第767話 改めてデリアさんを紹介しました



「それじゃあ、リーザちゃん……とお呼びしてもよろしいんでしょうか?」

「うん、それでお願い。レオの方も……」

「い、いえ! それはさすがに畏れ多いです!!」

「うーん、これはまぁ仕方ないか……」


 リーザの呼び方が決まり、レオの方も様を付けずに……とお願いしようと思ったら、慌てて否定された。

 獣人にとっても特別みたいだから、こっちは仕方ないか。

 レオ自身は、別に様を付けて呼ばれるかどうかなんて、気にしてなさそうなんだけどな。


「レオ様を目の前にして、呼び捨てにできるのはタクミさんだけです……」

「そうですな。恐怖、とはまた違いますが、やはり圧倒されますから」

「っ! っ!」


 クレアが呟き、それにセバスチャンさんが同意して、デリアさんもコクコク頷いている。

 見れば、カレスさんやライラさんも頷いていた……確かに体が大きいし、見事な銀毛で恰好良さだけでなく勇ましさを感じたりもするから、そういうものか。

 ともあれ、デリアさんの事情やリーザの事などを話し終え、もうしばらくリーザと仲良くなるための話相手になってくれる事が決まった。

 宿代云々の部分は流れてしまった風ではあるけど、後でこっそり渡しておこう……とりあえず、店の外に出る前にセバスチャンさんにコッソリ、宿代を調べてもらうようお願いしておいた――。



 デリアさんとの話を終え、カレスさんの店を出る途中でもう一度ニックを見かける。

 エッケンハルトさんのように迫力があるわけではないけど、十分に人相が悪いのにも拘わらず、お客さんが物怖じしている様子はなさそうだな、良かった。

 スキンヘッドだとか、人相が悪い以前にカレスさんの店に対する信頼、とかもあるのかもしれないけど。


「……い、行きます!」

「落ち着いて、デリアさん。レオが襲ってきたりはしないから、あまり身構えなくてもいいから」

「は、はい!」


 店を出る直前、これからまたレオに会うと考えて躊躇するデリアさん。

 あまり効果はないかもしれないが、一応落ち着くように言っておく……さっきよりは、大丈夫そうかな?

 俺の言葉に頷いたデリアさんは、勢いをつけるようにカレスさんによってあけられている扉を抜けて、外へ出た。


「ワフ? ワウー!」

「あ、パパだー!」

「レオ、リーザ。ちょっと落ち着いて。――さ、デリアさん?」

「は、初めまして……というのもちょっと変かもしれませんね、さっき会っているので。

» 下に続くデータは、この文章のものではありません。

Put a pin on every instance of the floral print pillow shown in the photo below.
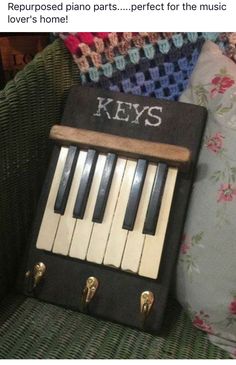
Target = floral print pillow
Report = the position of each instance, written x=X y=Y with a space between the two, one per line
x=206 y=270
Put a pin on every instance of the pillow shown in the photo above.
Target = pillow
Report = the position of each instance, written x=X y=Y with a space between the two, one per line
x=206 y=270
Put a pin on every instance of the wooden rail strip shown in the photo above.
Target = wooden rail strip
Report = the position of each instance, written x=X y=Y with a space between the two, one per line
x=130 y=147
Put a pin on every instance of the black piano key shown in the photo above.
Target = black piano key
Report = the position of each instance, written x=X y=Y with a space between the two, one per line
x=66 y=180
x=85 y=184
x=155 y=200
x=135 y=194
x=104 y=188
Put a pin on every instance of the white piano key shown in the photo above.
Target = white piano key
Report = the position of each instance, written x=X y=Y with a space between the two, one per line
x=118 y=235
x=67 y=222
x=83 y=227
x=50 y=218
x=101 y=231
x=153 y=245
x=135 y=240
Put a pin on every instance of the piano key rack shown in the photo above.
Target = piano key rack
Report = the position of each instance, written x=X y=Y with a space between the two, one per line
x=111 y=212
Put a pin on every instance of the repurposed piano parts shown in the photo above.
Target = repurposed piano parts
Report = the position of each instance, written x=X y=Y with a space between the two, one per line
x=109 y=222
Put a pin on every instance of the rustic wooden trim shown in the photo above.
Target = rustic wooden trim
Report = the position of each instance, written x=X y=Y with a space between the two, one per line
x=130 y=147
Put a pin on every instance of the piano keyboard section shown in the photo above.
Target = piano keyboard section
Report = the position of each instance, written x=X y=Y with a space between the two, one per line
x=122 y=222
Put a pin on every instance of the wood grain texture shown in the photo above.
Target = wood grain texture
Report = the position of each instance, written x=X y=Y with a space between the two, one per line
x=130 y=147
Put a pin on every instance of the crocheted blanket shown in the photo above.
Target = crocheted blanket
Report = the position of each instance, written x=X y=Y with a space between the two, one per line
x=149 y=64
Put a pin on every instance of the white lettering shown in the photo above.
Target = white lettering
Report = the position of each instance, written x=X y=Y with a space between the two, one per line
x=147 y=122
x=102 y=106
x=138 y=113
x=122 y=110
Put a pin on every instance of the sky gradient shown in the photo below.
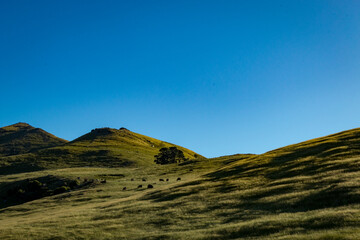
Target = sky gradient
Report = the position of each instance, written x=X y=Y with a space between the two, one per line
x=217 y=77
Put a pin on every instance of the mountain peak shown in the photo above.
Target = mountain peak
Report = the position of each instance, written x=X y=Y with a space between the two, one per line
x=22 y=138
x=18 y=126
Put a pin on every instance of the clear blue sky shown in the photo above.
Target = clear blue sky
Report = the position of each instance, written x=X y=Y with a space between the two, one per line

えーと……とにかく、デリアです! 獣人ですが、よろしくお願いします!」

「ワフ!」

「デリアお姉ちゃんだね、リーザはリーザ、よろしくー!」


 デリアさんと外へ出ると、俺達に気付いたレオとリーザが囲まれている子供達の間から出て来る。

 さっき飛び越えて来たのとは違ってゆっくりなのは、デリアさんを驚かせないというレオなりの気遣いだろうか?

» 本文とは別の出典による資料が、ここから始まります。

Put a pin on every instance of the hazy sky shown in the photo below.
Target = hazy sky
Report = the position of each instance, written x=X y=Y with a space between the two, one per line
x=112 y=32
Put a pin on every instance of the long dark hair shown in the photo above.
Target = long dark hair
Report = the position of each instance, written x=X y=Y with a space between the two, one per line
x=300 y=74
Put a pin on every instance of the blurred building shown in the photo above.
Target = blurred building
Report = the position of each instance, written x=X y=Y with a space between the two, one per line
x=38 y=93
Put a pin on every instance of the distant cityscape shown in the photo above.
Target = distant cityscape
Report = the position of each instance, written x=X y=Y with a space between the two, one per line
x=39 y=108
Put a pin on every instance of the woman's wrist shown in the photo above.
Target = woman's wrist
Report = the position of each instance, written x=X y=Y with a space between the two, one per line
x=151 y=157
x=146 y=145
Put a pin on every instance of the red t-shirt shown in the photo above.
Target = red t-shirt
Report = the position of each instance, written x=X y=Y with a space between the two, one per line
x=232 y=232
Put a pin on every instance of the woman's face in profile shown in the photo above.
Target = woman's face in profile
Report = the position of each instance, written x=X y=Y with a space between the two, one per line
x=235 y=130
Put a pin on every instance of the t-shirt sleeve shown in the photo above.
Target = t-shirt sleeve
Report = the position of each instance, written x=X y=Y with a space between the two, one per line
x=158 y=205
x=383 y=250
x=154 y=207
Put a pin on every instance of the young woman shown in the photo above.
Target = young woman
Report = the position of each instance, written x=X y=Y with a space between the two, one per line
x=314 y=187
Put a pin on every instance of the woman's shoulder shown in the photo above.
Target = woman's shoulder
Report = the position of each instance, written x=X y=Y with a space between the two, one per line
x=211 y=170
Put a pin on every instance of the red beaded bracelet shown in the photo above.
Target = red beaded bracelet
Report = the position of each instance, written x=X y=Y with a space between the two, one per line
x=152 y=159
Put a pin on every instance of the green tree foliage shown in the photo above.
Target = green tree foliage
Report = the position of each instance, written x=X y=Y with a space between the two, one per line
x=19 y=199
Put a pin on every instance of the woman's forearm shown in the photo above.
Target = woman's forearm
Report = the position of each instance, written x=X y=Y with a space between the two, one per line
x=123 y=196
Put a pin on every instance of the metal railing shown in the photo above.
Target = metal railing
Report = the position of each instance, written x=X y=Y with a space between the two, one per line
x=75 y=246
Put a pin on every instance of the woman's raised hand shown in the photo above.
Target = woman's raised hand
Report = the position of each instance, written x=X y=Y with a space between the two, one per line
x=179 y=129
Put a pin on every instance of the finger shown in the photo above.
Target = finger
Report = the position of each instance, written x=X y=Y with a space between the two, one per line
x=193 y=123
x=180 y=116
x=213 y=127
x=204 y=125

 リーザはレオには乗っておらず、俺の所へと駆けて来たので受け止めておく……レオもそうだが、勢いよく尻尾が振られていて、デリアさんと対照的だ。

 レオの尻尾は子供達と遊ぶために振られているわけではないけど、何人かの子供が捕まえようと左右に動いていたりするが、そもそも尻尾に手が届いていないので掴まえる事はできないだろう。


 子供達はそのままでいいとして、レオとリーザに落ち着くように言った後デリアさんを促して自己紹介。

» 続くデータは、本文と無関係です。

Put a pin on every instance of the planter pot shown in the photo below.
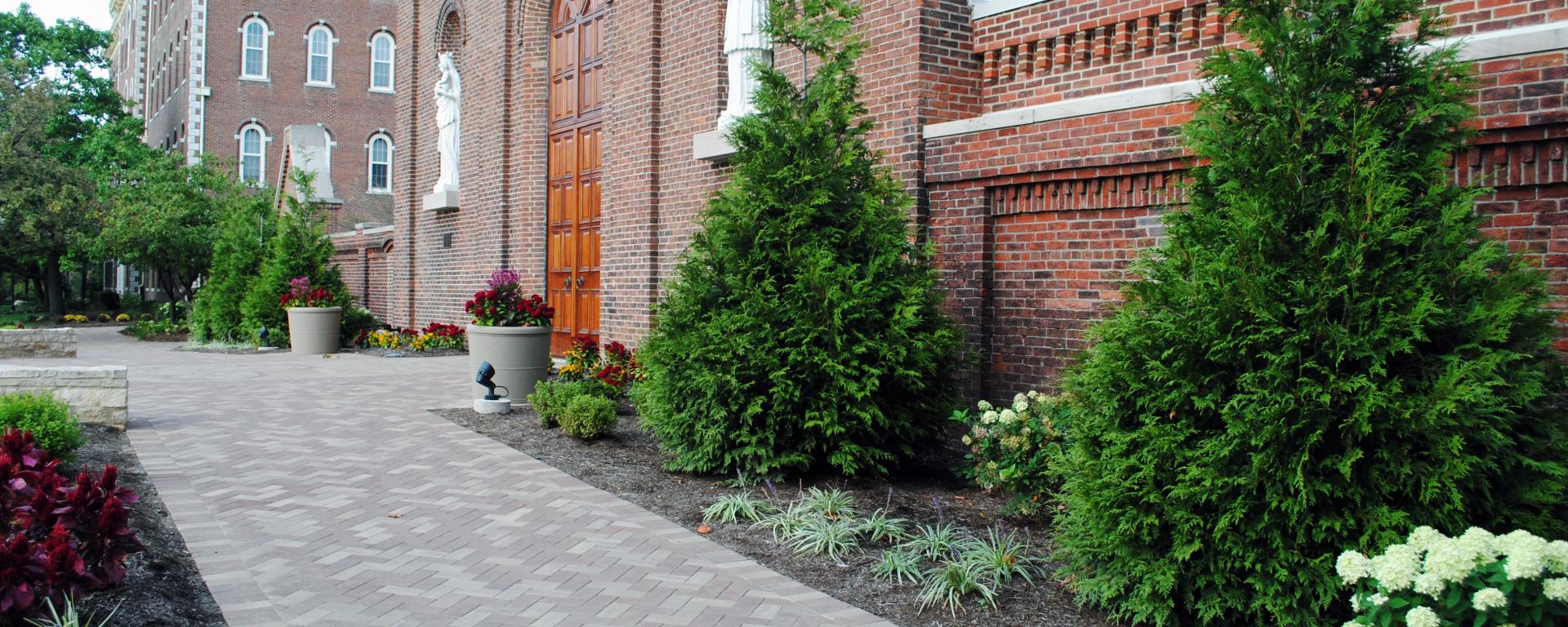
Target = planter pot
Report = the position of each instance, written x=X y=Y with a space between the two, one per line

 さっき既に顔を合わせているから、初めましてというのも微妙かもしれないが、ともあれなんとか自己紹介ができたデリアさん。

 レオがよろしくと言うように鳴いた後、リーザもアピール。

 しかしリーザ……リーザはリーザって、よくわからなくなりそうな紹介の仕方だぞ? 自分の事を名前で言うのが癖だから、そうなってしまうんだろうけど。


「は、はい。よろしくお願いします!」

「デリアさんは、この街とは別の村で育ったみたいなんだ。まぁ、詳しくは後で話すけどな」

「ワウー。ワフワフ」

「リーザと同じー!」

「わうぅ……歓迎、されているんですよね?」

「デリアさんは、レオの言っている事がわかるんだよね? だったら、歓迎されているのはわかると思うよ」


 リーザに応えてお辞儀するデリアさんを、簡単に俺からもレオ達に紹介……デリアさんが拾われたとかそういう話は、屋敷に戻ってから落ち着いて話せばいいだろうからな。

 レオはもう一度頷いた後、先程と同じようにデリアさんの顔をぺろりとひと舐め、リーザは単純に自分と同じ獣人を見て喜んでいる様子だ。

 舐められてまた犬っぽい声を漏らした後、首を傾げるデリアさんだが、俺に確認するまでもなくレオの言葉が分かれば歓迎されているとわかるはずだ。

 もちろん、レオにとって相手の顔を舐めるのは親愛表現のようなものだから、何を言っているのかわからなくても歓迎しているのは伝わってくる。


「あっと……ここでこのまま話し込んでいると、お店の邪魔になるか。ちょっと移動しよう」

「そうですな。レオ様との挨拶は済んだようですので、とりあえずあちらへ……」

「は、はい!」


 お店の出入り口付近で体の大きなレオと戯れていたら、お店を出入りするお客さんの邪魔になってしまう事に気付き、セバスチャンさんに促されて移動する。

 邪魔になっていると気付いたのは、レオと遊んでいたクレアセバスチャンさん達、親御さん達が微笑ましくデリアさんやレオ、リーザを見ていたからだ。

 人の多い場所で、注目されていたみたいだ……ちょっと恥ずかしい。


「ティルラ・リーベルトです。よろしくお願いします!」

「は、はい。デリアと申します。こちらこそ、よろしくお願いします……」


 店から少し離れた後、今度はティルラちゃんとお互いの紹介。

 クレアさんに続いて公爵家のご令嬢と対面し、尻尾をピンと伸ばして緊張しているデリアさんだが、店の中で話して多少は状況に慣れたのか、それともティルラちゃんが子供だからなのか、先程のように緊張し過ぎてはいなかった。

 これくらい話せたら、十分かな。

 精神的な疲れが凄い事になりそうなので、先程デリアさんに滞在を一日伸ばしてもらうようにお願いして良かったかもしれない。

 面談でも当然緊張していただろうし、今日のデリアさんは一生分の緊張を経験したんじゃないだろうか? というのは言い過ぎか――。